Python exercises: Lists

Note Some of the exercises below are from the Python for Everyone Course by Charles R. Severance licensed under Creative Commons Attribution 3.0

Exercise 1. Find all unique words in a file

Shakespeare used over 20,000 words in his works. But how would you determine that? How would you produce the list of all the words that Shakespeare used? Would you download all his work, read it and track all unique words by hand?

Let’s use Python to achieve that instead. List all unique words, sorted in alphabetical order, that are stored in a file romeo.txt containing a subset of Shakespeare’s work.

To get started, download a copy of the file romeo.txt. Create a list of unique words, which will contain the final result. Write a program to open the file romeo.txt and read it line by line.
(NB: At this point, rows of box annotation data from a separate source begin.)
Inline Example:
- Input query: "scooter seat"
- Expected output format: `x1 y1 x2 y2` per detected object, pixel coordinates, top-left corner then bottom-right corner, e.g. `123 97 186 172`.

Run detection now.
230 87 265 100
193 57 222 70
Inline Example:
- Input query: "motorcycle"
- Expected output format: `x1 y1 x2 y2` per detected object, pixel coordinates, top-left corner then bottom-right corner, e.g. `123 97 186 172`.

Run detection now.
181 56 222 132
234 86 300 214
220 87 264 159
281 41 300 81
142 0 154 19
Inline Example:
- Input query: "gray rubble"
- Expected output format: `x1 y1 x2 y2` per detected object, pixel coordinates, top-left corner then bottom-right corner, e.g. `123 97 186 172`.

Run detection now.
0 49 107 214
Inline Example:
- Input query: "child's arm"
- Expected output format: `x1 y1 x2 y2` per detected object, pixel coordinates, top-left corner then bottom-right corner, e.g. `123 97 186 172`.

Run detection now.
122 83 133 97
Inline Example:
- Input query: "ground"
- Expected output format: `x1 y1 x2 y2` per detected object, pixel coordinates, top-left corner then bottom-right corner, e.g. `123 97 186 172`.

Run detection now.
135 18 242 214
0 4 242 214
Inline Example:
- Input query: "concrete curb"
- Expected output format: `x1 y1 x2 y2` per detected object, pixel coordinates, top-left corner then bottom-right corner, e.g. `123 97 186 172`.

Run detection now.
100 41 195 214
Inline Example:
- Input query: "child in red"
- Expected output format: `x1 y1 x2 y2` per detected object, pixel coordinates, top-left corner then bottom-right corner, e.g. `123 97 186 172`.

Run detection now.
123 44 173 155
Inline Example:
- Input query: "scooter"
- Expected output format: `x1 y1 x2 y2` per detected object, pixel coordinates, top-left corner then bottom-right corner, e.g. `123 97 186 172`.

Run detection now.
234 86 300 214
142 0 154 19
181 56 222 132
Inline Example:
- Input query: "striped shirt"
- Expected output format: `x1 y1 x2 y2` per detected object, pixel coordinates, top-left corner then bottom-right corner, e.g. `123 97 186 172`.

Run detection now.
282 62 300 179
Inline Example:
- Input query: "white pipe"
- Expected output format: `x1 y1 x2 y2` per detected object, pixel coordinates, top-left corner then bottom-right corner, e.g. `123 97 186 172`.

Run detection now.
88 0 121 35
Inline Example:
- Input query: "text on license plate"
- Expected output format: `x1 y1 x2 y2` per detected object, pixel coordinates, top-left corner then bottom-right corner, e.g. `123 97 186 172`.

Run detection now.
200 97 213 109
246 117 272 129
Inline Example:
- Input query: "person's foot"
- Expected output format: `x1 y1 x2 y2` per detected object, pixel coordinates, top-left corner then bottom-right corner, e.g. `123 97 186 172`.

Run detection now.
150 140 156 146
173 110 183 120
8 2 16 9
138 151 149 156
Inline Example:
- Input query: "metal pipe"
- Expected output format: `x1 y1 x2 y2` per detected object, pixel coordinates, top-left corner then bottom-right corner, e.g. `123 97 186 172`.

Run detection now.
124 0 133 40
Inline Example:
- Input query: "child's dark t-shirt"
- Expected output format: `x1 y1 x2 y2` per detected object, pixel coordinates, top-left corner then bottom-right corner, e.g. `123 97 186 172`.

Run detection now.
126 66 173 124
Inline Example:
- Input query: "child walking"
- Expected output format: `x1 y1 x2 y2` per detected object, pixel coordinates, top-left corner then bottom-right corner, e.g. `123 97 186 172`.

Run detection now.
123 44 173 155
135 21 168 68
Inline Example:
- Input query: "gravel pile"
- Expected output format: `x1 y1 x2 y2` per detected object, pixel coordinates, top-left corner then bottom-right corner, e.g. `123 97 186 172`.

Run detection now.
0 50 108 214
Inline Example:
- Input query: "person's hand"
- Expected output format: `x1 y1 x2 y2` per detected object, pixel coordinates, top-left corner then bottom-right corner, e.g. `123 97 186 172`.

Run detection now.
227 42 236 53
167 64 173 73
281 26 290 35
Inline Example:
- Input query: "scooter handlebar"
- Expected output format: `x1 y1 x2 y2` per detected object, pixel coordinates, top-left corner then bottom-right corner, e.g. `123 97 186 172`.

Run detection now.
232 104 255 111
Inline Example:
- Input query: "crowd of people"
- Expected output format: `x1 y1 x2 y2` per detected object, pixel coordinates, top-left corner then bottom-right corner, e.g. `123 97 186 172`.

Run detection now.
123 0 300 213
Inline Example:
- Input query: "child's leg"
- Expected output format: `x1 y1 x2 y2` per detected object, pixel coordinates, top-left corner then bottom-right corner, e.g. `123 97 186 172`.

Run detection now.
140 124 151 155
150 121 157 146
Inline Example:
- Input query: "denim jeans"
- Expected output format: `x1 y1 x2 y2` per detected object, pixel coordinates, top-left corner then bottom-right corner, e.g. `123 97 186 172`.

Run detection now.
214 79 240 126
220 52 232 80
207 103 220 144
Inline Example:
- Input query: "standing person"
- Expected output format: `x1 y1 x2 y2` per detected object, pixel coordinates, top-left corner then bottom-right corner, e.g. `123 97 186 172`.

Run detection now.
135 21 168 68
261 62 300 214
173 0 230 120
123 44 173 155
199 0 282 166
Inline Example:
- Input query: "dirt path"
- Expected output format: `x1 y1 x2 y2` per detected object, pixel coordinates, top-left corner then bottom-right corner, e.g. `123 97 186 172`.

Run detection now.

For each line, split the line into a list of words using the split function. For each word, check to see if the word is already in the list of unique words. If the word is not in the list of unique words, add it to the list. When the program completes, sort and print the list of unique words in alphabetical order.

Enter file: romeo.txt
['Arise', 'But', 'It', 'Juliet', 'Who', 'already',
'and', 'breaks', 'east', 'envious', 'fair', 'grief',
'is', 'kill', 'light', 'moon', 'pale', 'sick', 'soft',
'sun', 'the', 'through', 'what', 'window',
'with', 'yonder']

Exercise 2. Minimalist Email Client

MBOX (mail box) is a popular file format to store and share a collection of emails. This was used by early email servers and desktop apps. Without getting into too many details, MBOX is a text file, which stores emails consecutively. Emails are separated by a special line which starts with From (notice the space). Importantly, lines starting with From: (notice the colon) describes the email itself and does not act as a separator. Imagine you wrote a minimalist email app, that lists the email of the senders in the user’s Inbox and counts the number of emails.

Write a program to read through the mail box data mbox.txt and when you find line that starts with “From”, you will split the line into words using the split function. We are interested in who sent the message, which is the second word on the From line.

From stephen.marquard@uct.ac.za Sat Jan 5 09:14:16 2008

You will parse the From line and print out the second word for each From line, then you will also count the number of From (not From:) lines and print out a count at the end. This is a good sample output with a few lines removed:

python fromcount.py
Enter a file name: mbox-short.txt
stephen.marquard@uct.ac.za
louis@media.berkeley.edu
zqian@umich.edu

[...some output removed...]

ray@media.berkeley.edu
cwen@iupui.edu
cwen@iupui.edu
cwen@iupui.edu
There were 27 lines in the file with From as the first word

Exercise 3. Process list of numbers

Rewrite the program that prompts the user for a list of numbers and prints out the maximum and minimum of the numbers at the end when the user enters “done”. Write the program to store the numbers the user enters in a list and use the max() and min() functions to compute the maximum and minimum numbers after the loop completes.

Enter a number: 6
Enter a number: 2
Enter a number: 9
Enter a number: 3
Enter a number: 5
Enter a number: done
Maximum: 9.0
Minimum: 2.0

Exercise 4. Using tuples in the grade calculation

Go back to the grade calculation using a function exercise (python exercise Chapter 4). Store the grades (A, B, C, D, E and F) and the associated cutoff scores in tuples. Use a loop that runs over all elements in the tuples to perform the grade calculation.